Last fall, the state’s Liquor and Cannabis Commission sounded the alarm on Oregon’s year-over-year sales, noting that October 2022 sales were down about $15 million from October 2021.

In the commission’s latest report, released last week, the regulator said:[m]Market trends on the demand side also point to a turbulent 2023. ”

“Overall, consumer demand in 2021 and beyond has been weaker than in previous years, with a notable downshift in the demand trendline. Away from usable marijuana: Over the past few years, OLCC processors have proven themselves to be a “safety net” for producers by purchasing bulk usable marijuana and providing producers with additional outlets for their products. “But much like usable marijuana inventories, concentrate and extract inventories are at all-time highs, making processors less likely to rely on growers for newer inventories than they used to.” This is also a time when consumers are shifting to other product types (particularly edibles) and away from legal marijuana, all of which are pointing in the same direction: legal marijuana sales. There will be fewer stores and lower prices for licensees.”

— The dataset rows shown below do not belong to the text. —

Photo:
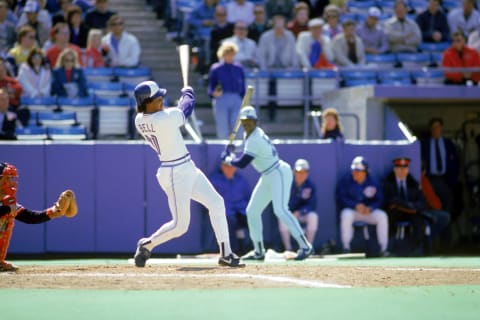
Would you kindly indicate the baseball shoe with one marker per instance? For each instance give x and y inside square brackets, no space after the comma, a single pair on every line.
[254,256]
[304,253]
[7,267]
[232,260]
[142,254]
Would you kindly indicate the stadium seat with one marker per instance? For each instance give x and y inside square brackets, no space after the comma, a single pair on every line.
[114,116]
[31,133]
[39,104]
[289,87]
[57,119]
[98,74]
[133,75]
[260,81]
[106,89]
[67,133]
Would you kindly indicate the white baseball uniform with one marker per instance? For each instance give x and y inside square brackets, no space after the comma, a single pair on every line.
[180,178]
[274,185]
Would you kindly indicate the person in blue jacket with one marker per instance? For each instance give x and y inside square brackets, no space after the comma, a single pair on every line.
[303,203]
[360,198]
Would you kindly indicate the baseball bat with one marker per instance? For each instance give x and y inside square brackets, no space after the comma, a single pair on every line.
[184,55]
[245,102]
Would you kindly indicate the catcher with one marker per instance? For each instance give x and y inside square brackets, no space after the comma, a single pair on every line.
[10,210]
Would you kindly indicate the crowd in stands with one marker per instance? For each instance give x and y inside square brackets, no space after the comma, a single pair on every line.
[45,46]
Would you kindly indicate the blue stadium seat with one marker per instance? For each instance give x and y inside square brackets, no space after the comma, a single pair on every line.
[57,119]
[31,133]
[40,103]
[133,75]
[67,133]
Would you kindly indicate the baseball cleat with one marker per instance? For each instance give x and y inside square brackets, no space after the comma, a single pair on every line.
[231,261]
[142,254]
[304,253]
[254,256]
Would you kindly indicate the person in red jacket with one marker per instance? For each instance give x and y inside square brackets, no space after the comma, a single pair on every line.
[460,56]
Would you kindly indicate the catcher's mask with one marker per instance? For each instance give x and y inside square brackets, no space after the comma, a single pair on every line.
[8,179]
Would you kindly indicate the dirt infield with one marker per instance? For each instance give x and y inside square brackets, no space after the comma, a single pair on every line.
[209,276]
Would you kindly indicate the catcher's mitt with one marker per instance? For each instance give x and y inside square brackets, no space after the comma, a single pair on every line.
[66,205]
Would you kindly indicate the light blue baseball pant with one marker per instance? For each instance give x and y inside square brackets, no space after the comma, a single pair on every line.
[274,186]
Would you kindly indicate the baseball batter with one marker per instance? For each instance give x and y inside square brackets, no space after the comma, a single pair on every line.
[274,185]
[177,175]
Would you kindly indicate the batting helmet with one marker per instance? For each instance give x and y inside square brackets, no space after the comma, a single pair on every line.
[147,91]
[248,112]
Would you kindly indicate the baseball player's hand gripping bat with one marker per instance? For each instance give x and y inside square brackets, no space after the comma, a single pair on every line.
[245,102]
[184,54]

The commission said the state’s recreational cannabis market is “proving to be resilient … Two fundamental facts remain unchanged until the federal government takes action and reschedules the pot.” said. ,” according to the report.

“Oregon’s highly competitive market is characterized by low prices for consumers, positioning the state’s legal market to compete well with the illegal market. Commodity prices are forcing companies to operate under low margins and extreme pressure.These tight margins, and the ability of Oregon cannabis businesses to operate under “Even if you enter, you still won’t see it,” the report said.

Alexandra Solorio
Introducing Alexandra, an accomplished cannabis writer who has passionately pursued her craft for a decade. Through a decade-long journey, Alexandra has cultivated a profound connection with the cannabis world, translating her expertise into captivating prose. From unraveling the plant's rich history to exploring its therapeutic marvels and legal evolution, she has adeptly catered to both connoisseurs and newcomers. An unwavering advocate, Alexandra's words not only enlighten but also advocate responsible cannabis use, establishing her as an indispensable industry voice over the past ten years.